4. The Parks Towers Narrative Appendix [b4]
Park Towers is a project involving John Mitchell as to which the court of appeals would find insufficient evidence to sustain a conviction. Nevertheless, and despite its length, the Park Towers narrative appendix, including its two addendums (as discussed in my December 5, 1995 letter to Larry D. Thompson) warrant careful attention from anyone with a serious interest in prosecutorial abuses generally or the conduct of Associate Independent Counsel Robert E. O’Neill and Deputy Independent Counsel Bruce C. Swartz in particular. For the materials set out what might be deemed a study in prosecutorial deviousness. The following is a very brief summary of the matter.

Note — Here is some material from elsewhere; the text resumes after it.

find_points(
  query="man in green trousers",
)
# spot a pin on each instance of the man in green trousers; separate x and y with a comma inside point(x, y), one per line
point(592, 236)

The Independent Counsel’s case as Park Towers was a circumstantial one, based on the following inferences:
(1) that Richard Shelby secured the services of John Mitchell because of Mitchell’s relationship to Deborah Gore Dean
(2) that a conspiratorial reference in a document to "the contact at HUD" was a reference to Dean rather than to Deputy Assistant Secretary Silvio DeBartolomeis;
(3) that Park Towers was discussed at a September 9, 1985 lunch attended by Shelby, Mitchell, and Dean;
(4) that Dean provided Shelby a copy of the Park Towers rapid reply;
(5) that Dean had been responsible for the post-allocation waiver of HUD regulations that allowed the Park Towers project to go forward;
(6) that Dean had provided Shelby a copy of that waiver;
(7) that Shelby concealed his contacts with Dean from Feinberg and Fine;
(8) that Shelby concealed Mitchell's involvement from Feinberg and Fine
(9) that there existed no documents showing Shelby’s contact with DeBartolomeis.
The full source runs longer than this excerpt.